El caso Wikileaks

Se que hay mucha gente que no conocía Wikileaks hasta que publicó la serie de centenas de miles de cables de las embajadas de Estados Unidos, en los que se hablaba, dentro de otros millones de temas, del gobierno argentino. Así que, ahora que se calmó un poco (?) todo, quizás sea bueno hacer mi propia reflexión al respecto.

El proyecto Wikileaks pretendía poner a disposición del que quisiera información sensible para algunos gobiernos. De esta forma tanto diarios grandes, supeditados a las voluntades de corporaciones, como los independientes o simplemente personas curiosas pueden usar información “en bruto”. Así es como, por ejemplo, hace algunos meses publicaron un video en el que se ve cómo las fuerzas armadas de Estados Unidos asesinas a un periodista de Reuters (si mal no recuerdo) junto con otras personas inocentes.

Yo pude ver el video sin que ningún medio tuviera que publicarlo. De la misma manera, en su momento hasta yo pude ponerlo en este blog. De todas formas, sacándole la parte edulcorada al proyecto, Wikileaks es una organización verticalista con Julian Assange en la cima. Lo que se venía criticando sistemáticamente durante los últimos meses eran los procesos de verificación de la información, o la forma en la que se decide qué se publica y qué se deja afuera.

La información que publican en general es sensible, por lo que me parece justo que haya algún proceso de validación (imaginen lo que habría pasado si el video del helicóptero atacando al periodista fuera falso.) Me parece necesario, además, que la información esté abierta para el que quiera. Wikileaks brinda una forma segura de hacer salir a la luz información (o eso es lo que ellos dicen.)

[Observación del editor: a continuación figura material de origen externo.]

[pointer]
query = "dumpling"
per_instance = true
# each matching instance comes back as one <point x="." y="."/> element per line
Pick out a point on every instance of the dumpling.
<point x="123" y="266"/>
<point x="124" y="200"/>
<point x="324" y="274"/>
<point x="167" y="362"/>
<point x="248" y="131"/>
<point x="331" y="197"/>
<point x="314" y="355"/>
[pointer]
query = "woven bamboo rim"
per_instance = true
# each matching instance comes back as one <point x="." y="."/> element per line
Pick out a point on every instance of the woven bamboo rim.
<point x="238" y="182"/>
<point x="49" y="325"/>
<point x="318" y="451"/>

En los últimos días Wikileaks salió en la portada de todos los medios de comunicación por la publicación de unos 250.000 cables que las embajadas de Estados Unidos le mandaron al departamento de estado de ese país. Algunos de estos documentos estaban clasificados como “Secretos”, otros como “Confidenciales”, algunos habían sido desclasificados en algún momento; ninguno, por supuesto, pertenecía a la categoría “Top Secret“. Realmente, sólo leí los cables (y tampoco todos) que correspondían a Argentina; todos tienen opiniones de los embajadores o de algún funcionario del país del norte sobre los políticos regionales.

No me pareció que se hicieran revelaciones de ninguna índole. Además, son sólo las opiniones de un funcionario público extranjero, así que tampoco se puede tomar como una verdad, como se empecinaron en hacer varios de los medios de Argentina. De todas formas se me ocurre un poco incómodo para aquel embajador que de golpe la evaluación personal de alguien salga a la luz. Lo importante es que ahora, el fundador de Wikileaks, Julian Assange está preso en Inglaterra. Los cargos son de agresión sexual a dos mujeres jóvenes en Suecia, cargos que hace unos meses ya habían salido a la luz y habían sido desestimados.

Después del episodo del “Cablegate”, además del arresto de Assange, Paypal cerró la cuenta donde recibía las donaciones bajo presión del gobierno de Estados Unidos. Amazon le dio de baja los servidores. Se buscaba censurar la información que Wikileaks había hecho pública, pero en seguida salieron a la luz decenas de mirrors, otros sitios donde se replicaba la información de Wikileaks, alojados en diferentes partes del mundo. Cualquier intento de censura es imposible por internet, o por lo menos a muchos nos gusta vivir con esa idea.

Wikileaks es sin duda un paso adelante hacia la libertad de expresión. Aparentemente lo que se busca es que los medios tradicionales puedan citar fuentes confiables y que los lectores tengan acceso a ellas. Gracias al arresto y persecución, el sitio está en el centro de las noticias de todo el mundo. Ahora hay otros proyectos que podrán ver la luz en los próximos meses y que corregirían los errores de Wikileaks. Lo importante es que estos proyectos van tendiendo a la democratización de la información, tal como debe ser en Internet.